Sorption of Atmospheric Ammonia by Soil and Perennial Grass Downwind From Two Large Cattle Feedlots

  1. Xiying Hao *a,
  2. Chi Changa,
  3. H. Henry Janzena,
  4. George Claytonb and
  5. Brett R. Hilla
  1. a Agricultural and Agri-Food Canada, Lethbridge Research Center, 5403 1st Ave S., Lethbridge, Alberta, T1J 4B1, Canada
    b Agricultural and Agri-Food Canada, Lacombe Research Centre, 6000 C and E Trail, Lacombe, Alberta, T4L 1W1, Canada

Abstract

Livestock manure in feedlots releases ammonia (NH3), which can be sorbed by nearby soil and plants.

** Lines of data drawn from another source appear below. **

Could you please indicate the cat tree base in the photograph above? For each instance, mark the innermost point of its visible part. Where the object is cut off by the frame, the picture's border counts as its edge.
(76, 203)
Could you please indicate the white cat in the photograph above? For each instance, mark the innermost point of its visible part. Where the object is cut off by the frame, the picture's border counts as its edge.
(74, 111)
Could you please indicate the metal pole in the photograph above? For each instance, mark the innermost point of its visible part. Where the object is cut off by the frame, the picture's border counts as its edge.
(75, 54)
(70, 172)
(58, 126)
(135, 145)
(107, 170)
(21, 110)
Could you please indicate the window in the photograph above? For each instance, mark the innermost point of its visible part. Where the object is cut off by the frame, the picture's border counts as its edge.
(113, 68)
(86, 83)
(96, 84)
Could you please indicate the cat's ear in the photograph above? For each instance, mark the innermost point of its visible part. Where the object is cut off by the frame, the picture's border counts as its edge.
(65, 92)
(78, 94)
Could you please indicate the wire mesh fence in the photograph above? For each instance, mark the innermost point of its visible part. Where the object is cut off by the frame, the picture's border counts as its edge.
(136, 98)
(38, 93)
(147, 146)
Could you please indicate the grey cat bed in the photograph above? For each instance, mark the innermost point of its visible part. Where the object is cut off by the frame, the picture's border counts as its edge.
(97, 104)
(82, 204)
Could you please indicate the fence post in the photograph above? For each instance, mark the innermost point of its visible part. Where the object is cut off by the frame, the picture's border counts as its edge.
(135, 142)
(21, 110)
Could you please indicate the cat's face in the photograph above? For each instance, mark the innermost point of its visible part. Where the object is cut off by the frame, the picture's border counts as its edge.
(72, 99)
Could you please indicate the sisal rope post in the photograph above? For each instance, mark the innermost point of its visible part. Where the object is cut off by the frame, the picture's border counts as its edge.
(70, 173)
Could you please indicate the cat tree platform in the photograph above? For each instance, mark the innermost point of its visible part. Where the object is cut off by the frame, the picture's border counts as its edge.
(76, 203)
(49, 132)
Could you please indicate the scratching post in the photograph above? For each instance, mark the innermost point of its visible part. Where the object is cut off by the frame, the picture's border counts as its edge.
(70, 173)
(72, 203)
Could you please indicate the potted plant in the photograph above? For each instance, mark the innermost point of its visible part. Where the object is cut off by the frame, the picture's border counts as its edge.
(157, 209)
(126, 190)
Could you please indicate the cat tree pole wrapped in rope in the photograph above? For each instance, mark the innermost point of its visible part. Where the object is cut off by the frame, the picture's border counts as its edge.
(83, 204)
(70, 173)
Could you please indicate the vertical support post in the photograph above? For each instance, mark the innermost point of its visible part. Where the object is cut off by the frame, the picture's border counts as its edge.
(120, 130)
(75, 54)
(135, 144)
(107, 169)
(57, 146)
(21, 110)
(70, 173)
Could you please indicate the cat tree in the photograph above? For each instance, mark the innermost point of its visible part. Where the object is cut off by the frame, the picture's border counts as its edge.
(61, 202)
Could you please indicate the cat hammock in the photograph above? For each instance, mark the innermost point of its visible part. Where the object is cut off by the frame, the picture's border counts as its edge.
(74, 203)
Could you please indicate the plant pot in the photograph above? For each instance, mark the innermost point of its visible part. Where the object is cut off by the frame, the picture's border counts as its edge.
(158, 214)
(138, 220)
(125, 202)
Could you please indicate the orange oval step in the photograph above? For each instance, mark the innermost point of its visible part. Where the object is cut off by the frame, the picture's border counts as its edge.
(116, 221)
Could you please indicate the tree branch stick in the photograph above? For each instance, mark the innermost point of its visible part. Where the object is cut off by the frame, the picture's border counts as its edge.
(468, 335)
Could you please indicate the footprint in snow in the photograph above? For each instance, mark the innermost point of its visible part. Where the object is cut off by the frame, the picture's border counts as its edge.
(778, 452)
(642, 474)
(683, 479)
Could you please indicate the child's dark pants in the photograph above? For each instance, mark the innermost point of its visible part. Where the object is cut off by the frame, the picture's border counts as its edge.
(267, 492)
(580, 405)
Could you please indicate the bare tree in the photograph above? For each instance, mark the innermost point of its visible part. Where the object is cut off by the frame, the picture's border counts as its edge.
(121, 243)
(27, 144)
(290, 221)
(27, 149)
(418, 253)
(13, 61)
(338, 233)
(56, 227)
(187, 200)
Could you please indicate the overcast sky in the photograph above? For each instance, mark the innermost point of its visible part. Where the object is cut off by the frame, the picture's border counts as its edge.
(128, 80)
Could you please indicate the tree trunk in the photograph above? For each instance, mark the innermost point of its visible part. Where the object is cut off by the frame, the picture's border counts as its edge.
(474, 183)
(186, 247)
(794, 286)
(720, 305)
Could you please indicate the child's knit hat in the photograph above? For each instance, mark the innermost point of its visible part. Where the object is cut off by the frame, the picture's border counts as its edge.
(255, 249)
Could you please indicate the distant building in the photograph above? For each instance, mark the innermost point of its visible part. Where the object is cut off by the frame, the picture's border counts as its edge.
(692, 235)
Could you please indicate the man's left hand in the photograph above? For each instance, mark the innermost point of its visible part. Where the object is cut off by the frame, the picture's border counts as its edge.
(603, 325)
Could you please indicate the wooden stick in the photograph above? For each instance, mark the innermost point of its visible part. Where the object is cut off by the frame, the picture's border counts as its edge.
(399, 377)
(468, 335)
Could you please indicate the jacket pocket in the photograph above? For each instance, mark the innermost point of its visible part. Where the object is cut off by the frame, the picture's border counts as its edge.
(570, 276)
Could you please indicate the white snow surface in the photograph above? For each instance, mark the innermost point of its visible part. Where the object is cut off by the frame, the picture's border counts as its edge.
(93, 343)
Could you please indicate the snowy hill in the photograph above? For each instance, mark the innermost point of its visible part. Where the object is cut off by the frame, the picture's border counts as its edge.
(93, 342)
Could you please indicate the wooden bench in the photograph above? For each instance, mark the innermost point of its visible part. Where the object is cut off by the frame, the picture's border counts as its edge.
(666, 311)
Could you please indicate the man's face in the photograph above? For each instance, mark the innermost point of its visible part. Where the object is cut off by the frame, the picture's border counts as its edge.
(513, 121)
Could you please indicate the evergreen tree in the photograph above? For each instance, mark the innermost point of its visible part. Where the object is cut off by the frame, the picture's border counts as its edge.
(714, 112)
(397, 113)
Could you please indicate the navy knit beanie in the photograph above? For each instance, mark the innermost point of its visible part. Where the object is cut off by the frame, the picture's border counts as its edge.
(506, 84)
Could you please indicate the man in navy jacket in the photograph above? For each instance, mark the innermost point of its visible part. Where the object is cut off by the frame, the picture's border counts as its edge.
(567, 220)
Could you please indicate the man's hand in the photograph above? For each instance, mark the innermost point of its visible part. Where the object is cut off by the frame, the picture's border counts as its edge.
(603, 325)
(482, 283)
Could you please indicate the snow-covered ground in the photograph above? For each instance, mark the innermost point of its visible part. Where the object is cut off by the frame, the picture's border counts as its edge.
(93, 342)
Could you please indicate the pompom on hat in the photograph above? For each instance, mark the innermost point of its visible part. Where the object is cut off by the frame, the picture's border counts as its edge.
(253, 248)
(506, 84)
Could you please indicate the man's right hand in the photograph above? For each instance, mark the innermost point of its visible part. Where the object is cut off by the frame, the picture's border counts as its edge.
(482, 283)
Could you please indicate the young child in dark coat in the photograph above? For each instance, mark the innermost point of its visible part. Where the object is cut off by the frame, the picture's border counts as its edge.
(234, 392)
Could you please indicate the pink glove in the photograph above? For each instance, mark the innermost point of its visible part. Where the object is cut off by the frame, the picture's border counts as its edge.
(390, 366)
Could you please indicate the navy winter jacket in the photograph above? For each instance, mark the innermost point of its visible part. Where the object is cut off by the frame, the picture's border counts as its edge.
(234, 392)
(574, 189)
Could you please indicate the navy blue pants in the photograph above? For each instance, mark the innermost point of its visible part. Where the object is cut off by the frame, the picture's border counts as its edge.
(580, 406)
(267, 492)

Ammonia sorption by soil and its effects on soil and perennial grass N contents downwind from two large cattle feedlots in Alberta, Canada were investigated from June to October 2002. Atmospheric NH3 sorption was measured weekly by exposing air-dried soil at sampling points downwind along 1700-m transects. The amount of NH3 sorbed by soil was 2.60 to 3.16 kg N ha−1 wk−1 near the source, declining to about 0.25 kg N ha−1 wk−1 1700 m downwind, reflecting diminishing atmospheric NH3 concentrations. Ammonia sorption at a control site away from NH3 sources was much lower: 0.085 kg N ha−1 wk−1 Based on these rates, about 19% of emitted NH3 is sorbed by soil within 1700 m downwind of feedlots. Field soil and grass samples from the transect lines were analyzed for total N (TN) and KCl-extractable N content (soil only). Nitrate N content in field soil followed a trend similar to that of atmospheric NH3 sorption. Soil TN contents, because of high background levels, showed no clear pattern. The TN content of grass, downwind of the newer feedlot, followed a pattern similar to that of NH3 sorption; downwind of the older feedlot, grass TN was correlated to soil TN. Our results suggest that atmospheric NH3 from livestock operations can contribute N to local soil and vegetation, and may need to be considered when determining fertilizer rates and assessing environmental impact.